For $f\in Hol(\Bbb{C}\setminus \Bbb{R})\cap C(\Bbb{C})$ show that $\int_{\gamma}f(z)dz=0$ for all closed curve $\gamma$ piecewise-continuous.
I am completely clueless but this is primarily because I feel hopeless regarding the winding numbers. Can you give me an advice/guidance?
We use Morera's theorem to conclude that such a function is actually holomorphic on the entire plane, and then Cauchy's integral theorem yields the vanishing of $\int_{\gamma} f(z)\,dz$ for all closed $\gamma$.
So let $\Delta \subset \mathbb{C}$ a triangle. We need to show
$$\int_{\partial \Delta} f(z)\,dz = 0.\tag{1}$$
Case $0$: $\Delta \cap \mathbb{R} = \varnothing$: In that case, Cauchy's integral theorem immediately yields $(1)$ since $f$ is holomorphic on a neighbourhood of $\Delta$.

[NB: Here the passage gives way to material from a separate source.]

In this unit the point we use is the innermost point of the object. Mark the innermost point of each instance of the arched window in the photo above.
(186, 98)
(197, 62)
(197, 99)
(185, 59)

Case $1$: $\Delta \subset \{ z \in \mathbb{Z} : \operatorname{Im} z \geqslant 0\}$. For $h \in (0,1]$, let $f_h(z) = f(z + ih)$. Since $f_h$ is holomorphic on $\{ z \in \mathbb{C} : \operatorname{Im} z > -h\}$, Cauchy's integral theorem yields
$$\int_{\partial \Delta} f_h(z)\,dz = 0,\tag{2}$$
and thus the standard estimate yields
$$\Biggl\lvert\int_{\partial\Delta} f(z)\,dz\Biggr\rvert = \Biggl\lvert \int_{\partial\Delta} f(z) - f_h(z)\,dz\Biggr\rvert \leqslant L(\partial\Delta)\cdot \max \{ \lvert f(z) - f_h(z)\rvert : z \in \partial \Delta\}.$$
Since $f$ is uniformly continuous on the compact set $\{ z\in\mathbb{C} : \operatorname{dist}(z,\Delta) \leqslant 1\}$, for every $\varepsilon > 0$ there is a $\delta > 0$ such that $\max \{ \lvert f(z) - f_h(z)\rvert : z \in \partial \Delta\} \leqslant \varepsilon$ for all $h \in (0,\delta]$, it follows that
$$\Biggl\lvert\int_{\partial\Delta} f(z)\,dz\Biggr\rvert \leqslant L(\partial\Delta)\cdot \varepsilon$$
for all $\varepsilon > 0$. But that means $(1)$ holds.
Case $2$: $\Delta \subset \{ z \in \mathbb{C} : \operatorname{Im} z \leqslant 0\}$. This case is analogous to case $1$, only we use $f_h(z) = f(z - ih)$ now.
Case $3$: $\Delta$ intersects both, the open upper and lower half-plane.
Then let $A = \Delta \cap \{ z \in \mathbb{C} : \operatorname{Im} z \geqslant 0\}$ and $B = \Delta \cap \{ z \in \mathbb{C} : \operatorname{Im} z \leqslant 0\}$. By the argument of cases $1$ and $2$, we have
$$\int_{\partial A} f(z)\,dz = 0 = \int_{\partial B} f(z)\,dz,$$
and since the segment $\Delta \cap \mathbb{R}$ occurs with opposite orientations in $\partial A$ and $\partial B$, while the remaining parts of the boundaries of $A$ and $B$ together make up the boundary of $\Delta$, we have
$$\int_{\partial\Delta} f(z)\,dz = \int_{\partial A} f(z)\,dz + \int_{\partial B} f(z)\,dz = 0 + 0 = 0.$$
So the premise of Morera's theorem is verified, and we conclude $\operatorname{Hol}(\mathbb{C}\setminus \mathbb{R}) \cap C(\mathbb{C}) = \operatorname{Hol}(\mathbb{C})$.